Roles of active site and novel K+ ion-binding site residues in human mitochondrial branched-chain α-ketoacid decarboxylase/dehydrogenase

The human mitochondrial branched-chain alpha -ketoacid decarboxylase/dehydrogenase (BCKD) is a heterotetrameric (alpha (2)beta (2)) thiamine diphosphate (TDP)-dependent enzyme. The recently solved human BCKD structure at 2.7 Angstrom showed that the two TDP-binding pockets are located at the interfaces between alpha and beta' subunits and between alpha' and beta subunits. In the present study, we show that the E76A-beta' mutation results in complete inactivation of BCKD. The result supports the catalytic role of the invariant Glu-76-beta' residue in increasing basicity of the N-4' amino group during the proton abstraction from the C-2 atom on the thiazolium ring.
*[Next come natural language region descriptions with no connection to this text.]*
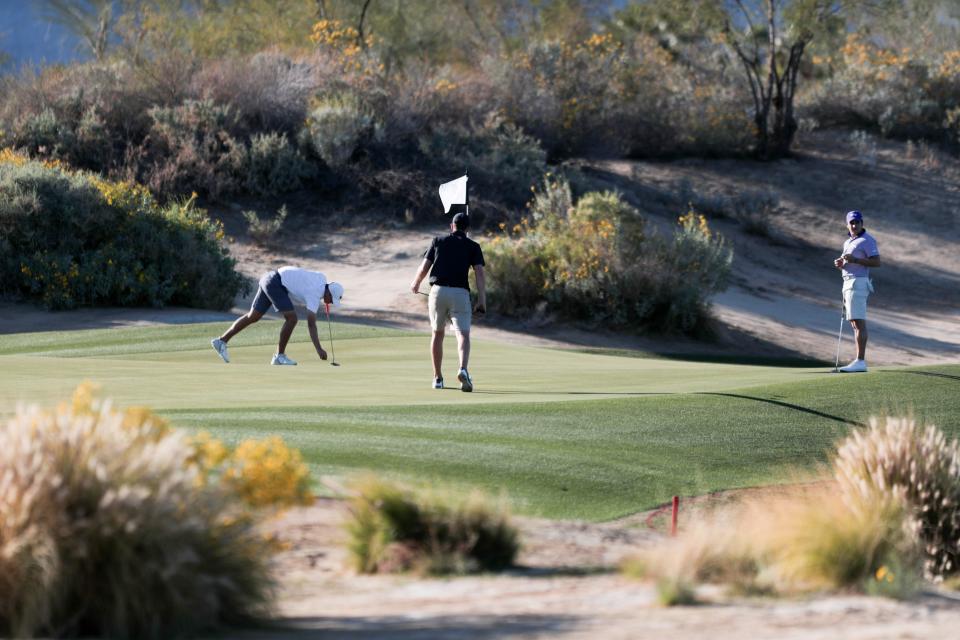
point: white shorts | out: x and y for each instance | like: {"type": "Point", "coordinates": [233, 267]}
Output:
{"type": "Point", "coordinates": [449, 303]}
{"type": "Point", "coordinates": [855, 294]}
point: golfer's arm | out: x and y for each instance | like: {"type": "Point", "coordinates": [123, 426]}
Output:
{"type": "Point", "coordinates": [481, 284]}
{"type": "Point", "coordinates": [421, 274]}
{"type": "Point", "coordinates": [312, 328]}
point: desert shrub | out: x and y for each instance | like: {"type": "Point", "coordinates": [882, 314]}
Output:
{"type": "Point", "coordinates": [43, 133]}
{"type": "Point", "coordinates": [263, 231]}
{"type": "Point", "coordinates": [338, 125]}
{"type": "Point", "coordinates": [197, 148]}
{"type": "Point", "coordinates": [269, 90]}
{"type": "Point", "coordinates": [835, 543]}
{"type": "Point", "coordinates": [274, 166]}
{"type": "Point", "coordinates": [597, 261]}
{"type": "Point", "coordinates": [890, 90]}
{"type": "Point", "coordinates": [754, 210]}
{"type": "Point", "coordinates": [500, 157]}
{"type": "Point", "coordinates": [71, 238]}
{"type": "Point", "coordinates": [108, 529]}
{"type": "Point", "coordinates": [394, 529]}
{"type": "Point", "coordinates": [917, 465]}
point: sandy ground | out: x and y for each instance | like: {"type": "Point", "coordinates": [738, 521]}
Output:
{"type": "Point", "coordinates": [784, 300]}
{"type": "Point", "coordinates": [566, 585]}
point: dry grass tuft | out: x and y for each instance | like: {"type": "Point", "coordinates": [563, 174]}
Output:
{"type": "Point", "coordinates": [107, 528]}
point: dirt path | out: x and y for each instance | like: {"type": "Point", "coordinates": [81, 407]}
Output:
{"type": "Point", "coordinates": [783, 302]}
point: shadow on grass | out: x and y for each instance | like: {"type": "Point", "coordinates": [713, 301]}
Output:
{"type": "Point", "coordinates": [712, 358]}
{"type": "Point", "coordinates": [567, 393]}
{"type": "Point", "coordinates": [786, 405]}
{"type": "Point", "coordinates": [928, 373]}
{"type": "Point", "coordinates": [476, 625]}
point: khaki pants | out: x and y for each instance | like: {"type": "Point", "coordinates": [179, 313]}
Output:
{"type": "Point", "coordinates": [449, 303]}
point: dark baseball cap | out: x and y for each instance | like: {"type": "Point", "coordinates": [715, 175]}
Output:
{"type": "Point", "coordinates": [461, 221]}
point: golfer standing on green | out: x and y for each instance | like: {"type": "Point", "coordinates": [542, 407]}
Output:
{"type": "Point", "coordinates": [448, 261]}
{"type": "Point", "coordinates": [860, 253]}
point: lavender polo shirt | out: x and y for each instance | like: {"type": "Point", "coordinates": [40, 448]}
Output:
{"type": "Point", "coordinates": [861, 246]}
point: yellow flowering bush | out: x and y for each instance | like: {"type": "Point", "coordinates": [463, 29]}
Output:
{"type": "Point", "coordinates": [72, 238]}
{"type": "Point", "coordinates": [596, 260]}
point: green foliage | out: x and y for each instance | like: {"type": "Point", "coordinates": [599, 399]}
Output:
{"type": "Point", "coordinates": [338, 125]}
{"type": "Point", "coordinates": [673, 593]}
{"type": "Point", "coordinates": [108, 530]}
{"type": "Point", "coordinates": [393, 529]}
{"type": "Point", "coordinates": [198, 149]}
{"type": "Point", "coordinates": [73, 239]}
{"type": "Point", "coordinates": [274, 166]}
{"type": "Point", "coordinates": [917, 465]}
{"type": "Point", "coordinates": [500, 157]}
{"type": "Point", "coordinates": [263, 231]}
{"type": "Point", "coordinates": [596, 261]}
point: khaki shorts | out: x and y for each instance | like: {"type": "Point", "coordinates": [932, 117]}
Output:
{"type": "Point", "coordinates": [855, 294]}
{"type": "Point", "coordinates": [449, 303]}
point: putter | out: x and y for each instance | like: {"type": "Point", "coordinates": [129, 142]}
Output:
{"type": "Point", "coordinates": [333, 354]}
{"type": "Point", "coordinates": [843, 317]}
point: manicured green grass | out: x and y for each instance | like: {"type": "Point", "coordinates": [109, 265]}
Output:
{"type": "Point", "coordinates": [564, 434]}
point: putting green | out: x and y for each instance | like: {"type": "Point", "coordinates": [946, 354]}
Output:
{"type": "Point", "coordinates": [374, 370]}
{"type": "Point", "coordinates": [564, 434]}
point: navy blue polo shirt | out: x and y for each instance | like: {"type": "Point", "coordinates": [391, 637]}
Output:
{"type": "Point", "coordinates": [452, 256]}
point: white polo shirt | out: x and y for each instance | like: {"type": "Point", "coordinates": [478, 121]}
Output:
{"type": "Point", "coordinates": [305, 287]}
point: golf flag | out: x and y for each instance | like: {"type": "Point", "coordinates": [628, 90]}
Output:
{"type": "Point", "coordinates": [453, 192]}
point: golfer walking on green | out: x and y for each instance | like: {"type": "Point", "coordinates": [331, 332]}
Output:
{"type": "Point", "coordinates": [860, 253]}
{"type": "Point", "coordinates": [448, 261]}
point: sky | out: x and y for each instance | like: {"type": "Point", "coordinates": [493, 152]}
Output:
{"type": "Point", "coordinates": [30, 40]}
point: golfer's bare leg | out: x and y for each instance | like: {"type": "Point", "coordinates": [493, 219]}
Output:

A substitution of His-146-beta' with Ala also renders the enzyme completely inactive. The data are consistent with binding of the alpha -ketoacid substrate by this residue based on the Pseudomonas BCKD structure. Alterations in Asn-222-alpha, Tyr-224-alpha; or Glu-193-alpha, which coordinates to the Mg2+ ion, result in an inactive enzyme (E193A-alpha) or a mutant BCKD with markedly higher K-m for TDP and a reduced level of the bound cofactor (Y224A-alpha and N222S-alpha). Arg-114-alpha Arg-220-alpha, and His-291-alpha interact with TDP by directly binding to phosphate oxygens of the cofactor. We show that natural mutations of these residues in maple syrup urine disease (MSUD) patients (R114W-alpha and R220W-alpha) or site-directed mutagenesis (H291A-alpha) also result in an inactive or partially active enzyme, respectively Another MSUD mutation (T166M-alpha), which affects one of the residues that coordinate to the K+ ion on the alpha subunit, also causes inactivation of the enzyme and an attenuated ability to bind TDP. In addition, fluorescence measurements establish that Trp-136-beta in human BCKD is the residue quenched by TDP binding. Thus, our results define the functional roles of key amino acid residues in human BCKD and provide a structural basis for MSUD.